Mrs. Okayest may have also wanted me to demonstrate that you can survive twins, but since mine are only eight years old, the jury is still out. What I do have for you, loyal audience, is a story that recognizes the individuality of twins. A story that overlooks how similar my boys are in many ways and exemplifies a challenge that any parent can sympathize with. This is the story of why I had the talk with one of my boys, but not the other.
Yep, you heard me. The TALK. I had the TALK with my eight-year-old son. Are you done gasping in horror? If so, hear me out. Maybe it was because the boys are in different classes, possibly exposing Rylan to information that Ramzie was not privy to. Maybe it was due to the fact that Rylan loves to read – those Captain Underpants books might be a bad influence. Whatever the reason, this past summer Rylan began bringing up the topic of sex. At first, I ignored the comments as he appeared to be gauging me for a reaction. But, when he wrote a story with “sex” in the title, I decided to ask him about it (with the full consent of my husband).

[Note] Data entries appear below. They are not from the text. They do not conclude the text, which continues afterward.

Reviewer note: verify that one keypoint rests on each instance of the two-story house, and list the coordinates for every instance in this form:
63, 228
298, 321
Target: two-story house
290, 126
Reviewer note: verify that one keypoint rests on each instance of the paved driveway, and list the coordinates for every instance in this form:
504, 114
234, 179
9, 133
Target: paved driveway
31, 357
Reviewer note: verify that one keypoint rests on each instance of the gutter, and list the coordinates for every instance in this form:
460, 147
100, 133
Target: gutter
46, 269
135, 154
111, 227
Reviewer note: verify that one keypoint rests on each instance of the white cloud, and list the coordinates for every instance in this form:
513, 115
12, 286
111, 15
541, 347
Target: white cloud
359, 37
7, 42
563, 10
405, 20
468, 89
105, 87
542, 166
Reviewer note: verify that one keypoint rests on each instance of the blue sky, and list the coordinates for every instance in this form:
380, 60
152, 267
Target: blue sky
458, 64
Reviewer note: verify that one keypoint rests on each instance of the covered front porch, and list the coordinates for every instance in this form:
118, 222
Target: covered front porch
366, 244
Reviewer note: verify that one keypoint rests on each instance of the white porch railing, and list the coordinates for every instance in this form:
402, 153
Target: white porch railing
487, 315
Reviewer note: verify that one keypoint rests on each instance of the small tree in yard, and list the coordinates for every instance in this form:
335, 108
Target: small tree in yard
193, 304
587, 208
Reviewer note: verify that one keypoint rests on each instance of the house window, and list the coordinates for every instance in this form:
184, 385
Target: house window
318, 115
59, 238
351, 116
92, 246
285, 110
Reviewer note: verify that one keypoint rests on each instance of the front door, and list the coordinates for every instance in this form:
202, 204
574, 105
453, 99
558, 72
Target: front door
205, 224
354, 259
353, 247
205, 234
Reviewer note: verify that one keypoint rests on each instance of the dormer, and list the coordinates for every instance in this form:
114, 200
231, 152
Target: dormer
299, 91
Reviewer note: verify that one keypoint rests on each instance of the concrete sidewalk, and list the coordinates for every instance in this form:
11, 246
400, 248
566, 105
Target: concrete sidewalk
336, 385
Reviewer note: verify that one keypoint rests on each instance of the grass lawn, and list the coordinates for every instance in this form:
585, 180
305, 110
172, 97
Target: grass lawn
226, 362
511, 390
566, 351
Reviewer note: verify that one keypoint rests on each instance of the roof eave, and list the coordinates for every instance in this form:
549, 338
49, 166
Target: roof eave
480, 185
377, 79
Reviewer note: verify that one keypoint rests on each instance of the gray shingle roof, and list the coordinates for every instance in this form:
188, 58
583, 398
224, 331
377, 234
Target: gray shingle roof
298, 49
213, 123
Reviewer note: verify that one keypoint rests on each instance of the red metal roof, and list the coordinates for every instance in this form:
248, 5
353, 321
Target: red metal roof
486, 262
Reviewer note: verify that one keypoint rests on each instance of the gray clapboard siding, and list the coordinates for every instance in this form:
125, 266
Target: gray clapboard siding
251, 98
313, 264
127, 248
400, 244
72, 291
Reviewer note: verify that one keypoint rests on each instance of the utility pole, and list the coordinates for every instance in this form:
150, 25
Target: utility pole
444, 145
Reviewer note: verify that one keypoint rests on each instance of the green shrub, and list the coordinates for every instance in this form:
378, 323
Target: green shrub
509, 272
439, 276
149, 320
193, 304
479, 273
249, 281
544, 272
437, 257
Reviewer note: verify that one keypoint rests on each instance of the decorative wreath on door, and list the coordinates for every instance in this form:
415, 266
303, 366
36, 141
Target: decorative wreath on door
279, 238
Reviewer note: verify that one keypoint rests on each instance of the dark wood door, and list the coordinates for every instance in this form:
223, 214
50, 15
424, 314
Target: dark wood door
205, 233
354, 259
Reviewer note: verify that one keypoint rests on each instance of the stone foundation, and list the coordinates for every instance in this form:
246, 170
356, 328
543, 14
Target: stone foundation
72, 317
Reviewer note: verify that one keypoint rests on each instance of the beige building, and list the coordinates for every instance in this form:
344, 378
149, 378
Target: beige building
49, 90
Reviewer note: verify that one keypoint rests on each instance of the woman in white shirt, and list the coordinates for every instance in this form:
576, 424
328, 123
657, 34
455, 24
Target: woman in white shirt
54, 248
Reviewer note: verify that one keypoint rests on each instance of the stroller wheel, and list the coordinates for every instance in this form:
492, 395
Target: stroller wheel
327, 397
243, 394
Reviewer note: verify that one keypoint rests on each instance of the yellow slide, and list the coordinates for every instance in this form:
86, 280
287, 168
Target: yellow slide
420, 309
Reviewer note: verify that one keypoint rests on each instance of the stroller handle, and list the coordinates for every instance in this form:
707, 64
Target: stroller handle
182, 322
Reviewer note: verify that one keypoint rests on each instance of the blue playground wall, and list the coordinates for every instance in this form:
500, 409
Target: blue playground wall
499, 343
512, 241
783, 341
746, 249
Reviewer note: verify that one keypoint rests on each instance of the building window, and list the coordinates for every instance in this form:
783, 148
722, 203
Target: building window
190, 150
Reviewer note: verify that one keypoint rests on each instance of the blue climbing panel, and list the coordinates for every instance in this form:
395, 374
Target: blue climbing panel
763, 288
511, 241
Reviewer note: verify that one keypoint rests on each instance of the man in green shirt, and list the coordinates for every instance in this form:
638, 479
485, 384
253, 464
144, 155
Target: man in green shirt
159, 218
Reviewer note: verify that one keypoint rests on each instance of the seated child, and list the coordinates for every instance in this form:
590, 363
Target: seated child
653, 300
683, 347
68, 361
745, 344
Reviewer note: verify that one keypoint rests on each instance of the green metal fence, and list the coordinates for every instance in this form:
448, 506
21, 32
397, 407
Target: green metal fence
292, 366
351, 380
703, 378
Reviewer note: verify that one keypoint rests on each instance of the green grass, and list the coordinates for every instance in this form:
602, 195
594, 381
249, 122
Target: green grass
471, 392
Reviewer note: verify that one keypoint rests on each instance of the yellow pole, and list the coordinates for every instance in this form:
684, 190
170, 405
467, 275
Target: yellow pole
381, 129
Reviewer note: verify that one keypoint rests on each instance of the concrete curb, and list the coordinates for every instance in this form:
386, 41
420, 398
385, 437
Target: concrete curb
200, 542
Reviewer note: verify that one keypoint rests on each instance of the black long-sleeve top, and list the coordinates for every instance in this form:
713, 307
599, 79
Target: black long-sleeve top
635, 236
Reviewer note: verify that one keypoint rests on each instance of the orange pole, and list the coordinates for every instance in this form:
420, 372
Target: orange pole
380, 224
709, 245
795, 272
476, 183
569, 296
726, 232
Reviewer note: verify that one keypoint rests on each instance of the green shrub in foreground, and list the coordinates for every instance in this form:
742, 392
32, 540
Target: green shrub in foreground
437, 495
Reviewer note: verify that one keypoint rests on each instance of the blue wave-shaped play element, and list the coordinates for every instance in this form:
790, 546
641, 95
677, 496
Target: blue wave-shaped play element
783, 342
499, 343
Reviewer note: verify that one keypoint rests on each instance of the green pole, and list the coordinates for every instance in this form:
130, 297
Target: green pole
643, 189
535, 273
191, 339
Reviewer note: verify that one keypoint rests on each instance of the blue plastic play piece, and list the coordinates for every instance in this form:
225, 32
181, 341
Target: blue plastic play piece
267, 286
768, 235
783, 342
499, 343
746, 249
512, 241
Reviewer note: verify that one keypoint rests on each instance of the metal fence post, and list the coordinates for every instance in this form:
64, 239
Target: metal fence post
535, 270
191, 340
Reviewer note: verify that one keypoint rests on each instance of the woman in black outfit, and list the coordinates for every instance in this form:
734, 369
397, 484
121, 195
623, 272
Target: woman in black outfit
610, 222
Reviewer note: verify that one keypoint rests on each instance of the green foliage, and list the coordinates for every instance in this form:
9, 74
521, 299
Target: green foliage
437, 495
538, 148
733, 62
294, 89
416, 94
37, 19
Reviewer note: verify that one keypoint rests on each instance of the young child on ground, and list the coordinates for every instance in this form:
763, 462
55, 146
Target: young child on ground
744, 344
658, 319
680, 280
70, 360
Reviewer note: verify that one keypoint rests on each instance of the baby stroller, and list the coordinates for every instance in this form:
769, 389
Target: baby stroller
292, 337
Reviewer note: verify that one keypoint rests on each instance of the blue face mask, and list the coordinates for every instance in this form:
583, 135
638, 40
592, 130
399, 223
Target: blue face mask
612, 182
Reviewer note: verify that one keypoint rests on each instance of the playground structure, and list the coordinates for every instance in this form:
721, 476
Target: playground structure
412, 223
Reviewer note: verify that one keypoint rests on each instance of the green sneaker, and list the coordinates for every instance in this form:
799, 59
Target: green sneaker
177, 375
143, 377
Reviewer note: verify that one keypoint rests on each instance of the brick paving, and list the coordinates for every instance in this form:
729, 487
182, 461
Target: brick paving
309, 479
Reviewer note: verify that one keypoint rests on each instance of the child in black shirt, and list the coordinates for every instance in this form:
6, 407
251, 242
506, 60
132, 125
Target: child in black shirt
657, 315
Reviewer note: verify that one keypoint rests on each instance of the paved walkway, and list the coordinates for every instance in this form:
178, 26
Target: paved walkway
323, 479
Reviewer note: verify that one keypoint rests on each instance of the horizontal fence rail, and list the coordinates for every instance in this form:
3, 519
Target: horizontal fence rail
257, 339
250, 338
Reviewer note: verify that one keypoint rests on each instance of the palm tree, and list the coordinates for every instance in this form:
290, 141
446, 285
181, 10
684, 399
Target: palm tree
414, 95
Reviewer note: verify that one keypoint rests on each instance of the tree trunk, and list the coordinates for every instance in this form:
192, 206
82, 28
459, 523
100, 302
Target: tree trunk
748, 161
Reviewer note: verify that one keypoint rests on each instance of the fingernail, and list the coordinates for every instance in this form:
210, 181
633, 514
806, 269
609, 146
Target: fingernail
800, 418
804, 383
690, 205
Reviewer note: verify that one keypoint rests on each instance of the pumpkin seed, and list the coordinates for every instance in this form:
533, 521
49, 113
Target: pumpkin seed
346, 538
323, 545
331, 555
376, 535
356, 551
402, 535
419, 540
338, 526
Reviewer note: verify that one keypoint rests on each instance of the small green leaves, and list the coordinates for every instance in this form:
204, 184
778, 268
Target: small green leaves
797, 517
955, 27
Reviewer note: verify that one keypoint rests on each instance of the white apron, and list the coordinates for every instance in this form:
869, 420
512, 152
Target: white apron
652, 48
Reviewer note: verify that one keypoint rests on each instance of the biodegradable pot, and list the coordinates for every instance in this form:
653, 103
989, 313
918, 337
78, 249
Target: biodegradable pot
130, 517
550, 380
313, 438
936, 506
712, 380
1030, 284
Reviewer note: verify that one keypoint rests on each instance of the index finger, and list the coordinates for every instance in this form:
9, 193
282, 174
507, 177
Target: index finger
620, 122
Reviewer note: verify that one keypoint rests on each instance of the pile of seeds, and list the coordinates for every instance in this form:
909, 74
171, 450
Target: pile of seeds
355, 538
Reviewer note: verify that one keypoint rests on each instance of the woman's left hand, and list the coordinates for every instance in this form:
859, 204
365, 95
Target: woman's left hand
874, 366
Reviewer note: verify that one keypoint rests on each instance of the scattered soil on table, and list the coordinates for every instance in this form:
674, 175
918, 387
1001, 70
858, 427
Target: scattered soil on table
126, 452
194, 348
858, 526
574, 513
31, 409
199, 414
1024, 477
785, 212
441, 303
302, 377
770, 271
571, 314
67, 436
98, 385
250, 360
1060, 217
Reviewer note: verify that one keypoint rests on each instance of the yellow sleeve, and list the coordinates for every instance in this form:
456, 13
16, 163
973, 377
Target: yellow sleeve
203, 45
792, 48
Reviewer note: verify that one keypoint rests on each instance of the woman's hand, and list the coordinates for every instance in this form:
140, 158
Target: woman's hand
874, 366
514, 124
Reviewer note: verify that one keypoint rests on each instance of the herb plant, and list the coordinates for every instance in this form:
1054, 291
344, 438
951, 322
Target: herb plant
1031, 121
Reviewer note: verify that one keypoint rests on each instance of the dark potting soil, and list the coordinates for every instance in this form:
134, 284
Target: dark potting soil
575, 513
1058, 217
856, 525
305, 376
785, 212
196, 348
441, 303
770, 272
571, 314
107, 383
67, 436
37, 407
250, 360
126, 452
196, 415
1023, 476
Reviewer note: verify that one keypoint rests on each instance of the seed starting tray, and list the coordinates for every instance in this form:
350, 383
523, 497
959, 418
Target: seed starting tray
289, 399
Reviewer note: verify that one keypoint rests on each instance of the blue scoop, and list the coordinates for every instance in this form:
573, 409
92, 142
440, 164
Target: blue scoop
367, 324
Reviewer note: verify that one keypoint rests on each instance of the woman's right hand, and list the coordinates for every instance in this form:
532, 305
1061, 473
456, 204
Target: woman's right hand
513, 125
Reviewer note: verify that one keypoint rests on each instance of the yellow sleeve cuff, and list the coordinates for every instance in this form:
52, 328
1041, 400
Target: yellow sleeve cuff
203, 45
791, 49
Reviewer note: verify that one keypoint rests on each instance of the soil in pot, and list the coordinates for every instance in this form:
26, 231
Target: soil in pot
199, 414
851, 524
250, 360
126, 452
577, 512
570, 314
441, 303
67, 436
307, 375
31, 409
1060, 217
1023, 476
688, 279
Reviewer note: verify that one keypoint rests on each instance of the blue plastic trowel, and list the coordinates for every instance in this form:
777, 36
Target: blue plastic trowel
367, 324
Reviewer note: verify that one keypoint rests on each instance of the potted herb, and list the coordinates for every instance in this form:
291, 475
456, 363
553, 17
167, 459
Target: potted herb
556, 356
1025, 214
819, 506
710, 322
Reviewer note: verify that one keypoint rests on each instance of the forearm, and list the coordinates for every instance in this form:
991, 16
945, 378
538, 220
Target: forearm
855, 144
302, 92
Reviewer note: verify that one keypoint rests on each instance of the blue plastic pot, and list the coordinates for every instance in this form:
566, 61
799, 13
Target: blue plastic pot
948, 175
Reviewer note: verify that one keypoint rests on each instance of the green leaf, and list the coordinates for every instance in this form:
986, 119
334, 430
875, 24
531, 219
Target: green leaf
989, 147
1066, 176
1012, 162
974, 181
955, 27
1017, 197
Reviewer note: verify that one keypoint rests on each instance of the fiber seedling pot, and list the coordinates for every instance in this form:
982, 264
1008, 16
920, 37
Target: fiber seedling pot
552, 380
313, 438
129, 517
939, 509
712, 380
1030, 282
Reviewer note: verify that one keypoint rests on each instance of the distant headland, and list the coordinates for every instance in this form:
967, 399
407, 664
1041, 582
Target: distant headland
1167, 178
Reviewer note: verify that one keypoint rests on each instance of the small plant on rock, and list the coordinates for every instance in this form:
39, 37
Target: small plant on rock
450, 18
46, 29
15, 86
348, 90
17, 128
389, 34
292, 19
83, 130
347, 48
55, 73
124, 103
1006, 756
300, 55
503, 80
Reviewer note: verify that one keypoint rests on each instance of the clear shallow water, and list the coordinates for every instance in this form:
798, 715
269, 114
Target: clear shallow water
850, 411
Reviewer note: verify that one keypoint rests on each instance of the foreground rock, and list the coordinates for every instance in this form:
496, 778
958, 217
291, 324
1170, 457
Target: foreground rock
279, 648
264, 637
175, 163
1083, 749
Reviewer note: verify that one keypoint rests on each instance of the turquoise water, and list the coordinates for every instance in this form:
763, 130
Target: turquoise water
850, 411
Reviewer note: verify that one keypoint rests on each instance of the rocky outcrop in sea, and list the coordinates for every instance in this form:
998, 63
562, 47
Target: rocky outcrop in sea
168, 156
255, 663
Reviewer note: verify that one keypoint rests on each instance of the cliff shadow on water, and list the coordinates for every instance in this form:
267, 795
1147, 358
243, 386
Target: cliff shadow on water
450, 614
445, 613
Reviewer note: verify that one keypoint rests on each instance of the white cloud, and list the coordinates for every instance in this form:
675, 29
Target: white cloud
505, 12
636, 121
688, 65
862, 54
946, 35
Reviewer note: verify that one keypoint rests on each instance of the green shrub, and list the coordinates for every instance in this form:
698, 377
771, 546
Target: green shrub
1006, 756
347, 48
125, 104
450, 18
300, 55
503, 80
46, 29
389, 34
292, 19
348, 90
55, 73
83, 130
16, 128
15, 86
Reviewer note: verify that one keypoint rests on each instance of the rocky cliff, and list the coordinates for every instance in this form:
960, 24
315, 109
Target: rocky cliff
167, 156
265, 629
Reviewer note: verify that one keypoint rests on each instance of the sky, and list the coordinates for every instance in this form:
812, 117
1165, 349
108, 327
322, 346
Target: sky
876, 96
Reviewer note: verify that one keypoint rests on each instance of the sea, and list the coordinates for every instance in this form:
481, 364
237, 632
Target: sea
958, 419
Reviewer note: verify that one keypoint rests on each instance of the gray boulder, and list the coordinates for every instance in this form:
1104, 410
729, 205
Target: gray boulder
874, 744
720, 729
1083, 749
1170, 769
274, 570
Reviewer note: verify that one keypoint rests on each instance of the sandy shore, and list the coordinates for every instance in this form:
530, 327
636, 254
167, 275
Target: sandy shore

For those of you who do not know me, I taught anatomy and physiology for five years at a private school. The body, and its functions, do not embarrass me in the least (a handy fact when in the company of children). I’m pretty comfortable talking about sex and reproduction, as any of my adult students could attest to. In keeping with my nature, one evening after finding out about the story Rylan wrote, I asked him flat out if he had questions about sex. Before he answered, I told him to think about it – did he really want to know? To my surprise, he did.
I won’t go into all the details of our conversation, but I explained to Rylan in simple terms what sex involved and that it was how babies were created. Here are a few of the highlights:
- Rylan got the giggles. Really got the giggles.
- I couldn’t explain where the phrase “the talk” came from. I still don’t have a clue.
- He said “Ewww”. A lot.
- Part of our conversation went like this:
Me: “Sex is really about intimacy and there are different levels of intimacy.”
Rylan: “Different levels. Like in a video game?”
My husband: “Exactly. One where you’re always going for the high score.” (As you can see, my husband was extremely helpful during this conversation.)
After the TALK portion of our conversation was over, I had to make it clear to Rylan that this was not information he could share. Not with his brother, his classmates, etc. I explained that everyone was ready for this information at different times, and that it was not up to him to determine when that time was. Since he claimed that I had now scarred him for life, I was pretty sure he would keep this information to himself.
My point in sharing this story is that Rylan, despite his comments, was ready for this information, as indicated by his previous comments and story. His twin, however, was not. Ramzie has made no such indications until recently, but is still not quite ready. As their mom, I have to recognize their rights as individuals and not paint them both with the same brush. Part of that individuality involves their maturity and knowledge levels. While Rylan is in no way ‘more mature’ than Ramzie, his knowledge level, for whatever reason, brought him to a place that Ramzie has not yet reached.
Right now you may be thinking that you would never tell your eight-year-old the facts of life – and that’s fine. As a parent, all you can do is take in all available information and then proceed with what you think is best. Not what your mom says, not what Dr. Phil encourages and not what you read in the social media. My gut told me that Rylan would benefit from having the facts and the correct information. Your gut may tell you something completely the opposite. That’s the great thing about being the parent – you get to decide. Just remember to make that decision before his friends or the kids on the bus do it for you.
I’ll leave you with this. If you have twins, or even just have multiple children, respond to their cues and not the “shoulds” of the polite world. Remember that each child is different and try not to become entrenched in a timeline set by an older siblings (flashback to my childhood pleas that were often met with “Your sister didn’t get to wear make-up/shave her legs/stay up later until she was ## years old, so you can’t do it either”). Recognize the cues that they give you and, hopefully, you don’t scar them for life. Oh, and by the way? Your best friend’s cousin’s sister that has a twin boy and girl does not have identical twins. If you don’t know why they aren’t identical, call me. I’ll give you the TALK.